It’s quite difficult to avoid the temptation to assess market conditions at this time of year, so I won’t resist. First half volume of $161B represented a decline of just below 20%. In more stark terms, the decline registers a $40B drop in volume. No one needs to hunt for another reason the market is so rich. This fact accounts for the lion’s share. Continuing positive flows have contributed on a more modest basis.
Much has been said about the forecast for the remainder of the year. In order to reach some of the estimates for volume that have been lofted, there would have to be about $200B of issuance in the second half. This translates to roughly $33B per month. Of course, the supply is never that even over the months with holidays and vacations to consider. At first blush, we have to conclude that this December would be quite favorable if volume was half of the record issuance of last December. The summer lull that used to be a regular feature of the market when I joined is poised to make a re-appearance this year. July is off to a very slow start. The pace will accelerate going into the Fall as we pass more critical rollover periods. However, negative net supply persists.
Some have conviction that advance refunding capability could resurface later this year.

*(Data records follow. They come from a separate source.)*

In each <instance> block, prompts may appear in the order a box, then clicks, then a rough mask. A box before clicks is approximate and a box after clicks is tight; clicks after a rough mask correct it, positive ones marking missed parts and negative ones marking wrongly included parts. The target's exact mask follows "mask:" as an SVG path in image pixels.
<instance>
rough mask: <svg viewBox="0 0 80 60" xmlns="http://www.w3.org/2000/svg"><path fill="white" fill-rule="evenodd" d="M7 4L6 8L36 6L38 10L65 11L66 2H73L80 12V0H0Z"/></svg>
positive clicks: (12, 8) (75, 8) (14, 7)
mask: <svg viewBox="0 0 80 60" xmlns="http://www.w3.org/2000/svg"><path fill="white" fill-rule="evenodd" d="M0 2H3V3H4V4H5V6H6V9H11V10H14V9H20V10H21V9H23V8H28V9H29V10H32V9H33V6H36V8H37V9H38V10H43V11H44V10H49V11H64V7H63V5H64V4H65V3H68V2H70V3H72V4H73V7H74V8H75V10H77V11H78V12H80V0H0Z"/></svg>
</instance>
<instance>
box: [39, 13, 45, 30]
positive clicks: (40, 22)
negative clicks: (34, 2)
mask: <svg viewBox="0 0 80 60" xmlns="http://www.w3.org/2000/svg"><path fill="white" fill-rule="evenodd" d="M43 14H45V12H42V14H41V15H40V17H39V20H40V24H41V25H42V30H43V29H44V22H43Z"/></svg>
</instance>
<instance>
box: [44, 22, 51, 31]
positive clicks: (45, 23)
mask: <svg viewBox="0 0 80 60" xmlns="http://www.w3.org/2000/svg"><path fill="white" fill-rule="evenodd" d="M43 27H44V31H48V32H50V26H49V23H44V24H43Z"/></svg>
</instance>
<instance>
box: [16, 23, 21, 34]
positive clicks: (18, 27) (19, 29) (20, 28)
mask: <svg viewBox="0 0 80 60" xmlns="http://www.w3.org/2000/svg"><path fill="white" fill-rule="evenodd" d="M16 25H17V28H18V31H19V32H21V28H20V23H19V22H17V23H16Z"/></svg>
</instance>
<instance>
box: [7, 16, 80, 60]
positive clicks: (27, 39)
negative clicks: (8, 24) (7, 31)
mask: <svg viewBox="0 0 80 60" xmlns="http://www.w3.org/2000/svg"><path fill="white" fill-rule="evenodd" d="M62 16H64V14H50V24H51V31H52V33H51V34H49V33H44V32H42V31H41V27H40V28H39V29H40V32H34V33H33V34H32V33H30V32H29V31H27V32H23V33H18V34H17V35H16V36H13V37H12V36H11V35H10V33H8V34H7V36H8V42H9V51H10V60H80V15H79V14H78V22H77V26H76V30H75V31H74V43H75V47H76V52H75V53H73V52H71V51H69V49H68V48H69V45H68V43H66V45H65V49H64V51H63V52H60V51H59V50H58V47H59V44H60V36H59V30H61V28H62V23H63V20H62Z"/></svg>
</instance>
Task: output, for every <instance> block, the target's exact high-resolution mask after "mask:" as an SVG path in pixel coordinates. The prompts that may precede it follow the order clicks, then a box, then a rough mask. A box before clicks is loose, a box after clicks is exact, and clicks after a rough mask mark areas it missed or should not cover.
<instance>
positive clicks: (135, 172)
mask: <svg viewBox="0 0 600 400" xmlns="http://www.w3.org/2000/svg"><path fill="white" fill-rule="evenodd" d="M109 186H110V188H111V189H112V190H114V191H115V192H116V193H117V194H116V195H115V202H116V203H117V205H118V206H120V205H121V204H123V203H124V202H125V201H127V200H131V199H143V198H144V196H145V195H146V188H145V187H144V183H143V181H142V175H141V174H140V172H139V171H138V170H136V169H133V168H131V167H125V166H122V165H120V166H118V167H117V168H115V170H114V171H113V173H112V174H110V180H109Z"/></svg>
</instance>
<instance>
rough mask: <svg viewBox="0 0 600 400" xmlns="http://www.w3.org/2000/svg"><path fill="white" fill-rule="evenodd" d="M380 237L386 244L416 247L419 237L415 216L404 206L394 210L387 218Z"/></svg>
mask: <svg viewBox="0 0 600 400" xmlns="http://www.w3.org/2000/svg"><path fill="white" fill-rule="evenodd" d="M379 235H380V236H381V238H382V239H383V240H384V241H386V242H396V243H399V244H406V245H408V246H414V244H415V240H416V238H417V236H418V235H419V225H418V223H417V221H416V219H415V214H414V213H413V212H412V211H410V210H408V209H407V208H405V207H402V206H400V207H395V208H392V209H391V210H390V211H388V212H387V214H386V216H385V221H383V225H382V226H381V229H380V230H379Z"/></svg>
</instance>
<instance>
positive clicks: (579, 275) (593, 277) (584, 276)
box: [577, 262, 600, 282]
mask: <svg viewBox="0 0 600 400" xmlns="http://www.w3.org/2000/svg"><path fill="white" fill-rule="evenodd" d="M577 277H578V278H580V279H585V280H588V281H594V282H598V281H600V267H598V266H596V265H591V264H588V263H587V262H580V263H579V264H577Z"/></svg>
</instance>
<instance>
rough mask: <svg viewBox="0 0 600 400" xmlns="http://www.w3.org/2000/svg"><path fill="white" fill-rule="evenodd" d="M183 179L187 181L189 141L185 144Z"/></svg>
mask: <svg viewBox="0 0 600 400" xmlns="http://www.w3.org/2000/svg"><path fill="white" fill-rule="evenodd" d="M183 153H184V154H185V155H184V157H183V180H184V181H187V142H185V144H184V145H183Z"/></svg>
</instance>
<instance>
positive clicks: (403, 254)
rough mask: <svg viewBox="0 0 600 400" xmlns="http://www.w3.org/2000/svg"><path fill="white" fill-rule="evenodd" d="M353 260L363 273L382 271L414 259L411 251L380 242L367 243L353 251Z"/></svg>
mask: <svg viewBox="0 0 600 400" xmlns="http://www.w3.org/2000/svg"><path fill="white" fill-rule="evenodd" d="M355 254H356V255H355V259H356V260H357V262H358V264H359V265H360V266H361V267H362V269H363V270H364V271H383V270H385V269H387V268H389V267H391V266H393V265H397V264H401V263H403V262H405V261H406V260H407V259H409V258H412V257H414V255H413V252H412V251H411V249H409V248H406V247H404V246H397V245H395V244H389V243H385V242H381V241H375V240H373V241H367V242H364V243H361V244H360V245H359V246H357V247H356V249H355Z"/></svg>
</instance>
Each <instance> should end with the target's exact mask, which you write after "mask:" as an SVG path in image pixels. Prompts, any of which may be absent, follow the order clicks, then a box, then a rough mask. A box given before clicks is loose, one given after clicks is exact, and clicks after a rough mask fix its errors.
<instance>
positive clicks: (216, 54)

As much as we would desire to get on board, we do not see this crystallizing. At the earliest, 2019 would represent more of a viable chance. If a reinstatement were to take place, how would the expressed $1.7B cost to the federal budget be offset? We laud Mayor Benjamin’s efforts to reinstate advance refunding in his role as President of the U.S Conference of Mayors.
Until now, I have refrained from putting too much weight on Fed actions. But the simple truth is that the Fed still commands the stage. Municipals do trade more on the supply/demand features of this discrete market. However, the Fed sets the tone and municipals will continue to track Fed actions in relatively correlated behavior.
Trade policy is one area that could be counted on to create random reactions in the market. Many have said that trade is too difficult to model. I particularly valued one pundit’s observation that if the U.S. does go too far with tariffs affecting Chinese goods, Wal-Mart would not have much to sell at low prices. Farmers are also weighing in on critical exports such as soybeans, rice, broilers, and beef. If the list of items expands beyond what is affected at present, there will be much more to consider in terms of impacts to the economy. Perhaps, there can be some improvement in two way trade over the longer term, but quite a bit of damage can be incurred along the way.
The lack of implementation of an Infrastructure Plan at the federal level is also having an effect. Any hopes of a real plan have been forgone in light of the impacts of tax reform. States and localities are moving forward on their own. California had a marked change in momentum when it enacted its gas tax increase to support infrastructure. The Proposition on the ballot to repeal the increase is most troublesome. Road and bridge improvements are necessary. Funding some improvements from a state surplus may be a sound idea but it is ephemeral. Once a recession appears, said funds would be at risk. Long term infrastructure projects need to be supported by reliable and stable revenue streams.
The deal count has also been directly affected by the downdraft in volume. First half transactions registered at 4,605 versus 5,871 in the same period last year. Some would speculate that the numbers are not so important because the decline would be expected to be in smaller competitive transactions. However, the bulk of the decline has been in negotiated transactions.
There has not been quite the uptick in taxable municipal issuance to match the increase in rhetoric about same. Transportation issuance is also more firm than one would expect given the lack of funding.
Financial challenges are also not as good a predictor of debt issuance behavior. Volume has declined appreciably in Louisiana where there have been budget challenges. On the other hand, issuance increased in New Jersey where budget challenges are ever present. We do note though that the latter number was greatly affected by an outsized tobacco transaction for savings.
Except for California, which still leads in issuance, and Texas, which ranks third,, the high volume states continue to be in the Northeast and Mid-Atlantic regions. We think an infrastructure plan of substance would be expected to change this distribution somewhat, given road and bridge projects across the nation.
There is a more positive tone in the market regarding P-3 transactions. We are still awaiting more volume. State and local control remains a key issue in some markets.
Volume may be expected to be a tad stronger in the second half based on long term trends. The maximum that we can envision is about $27.5B on average per month or about $165B for the second half. We hope we are wrong.
Please, enjoy your summer breaks while the market permits.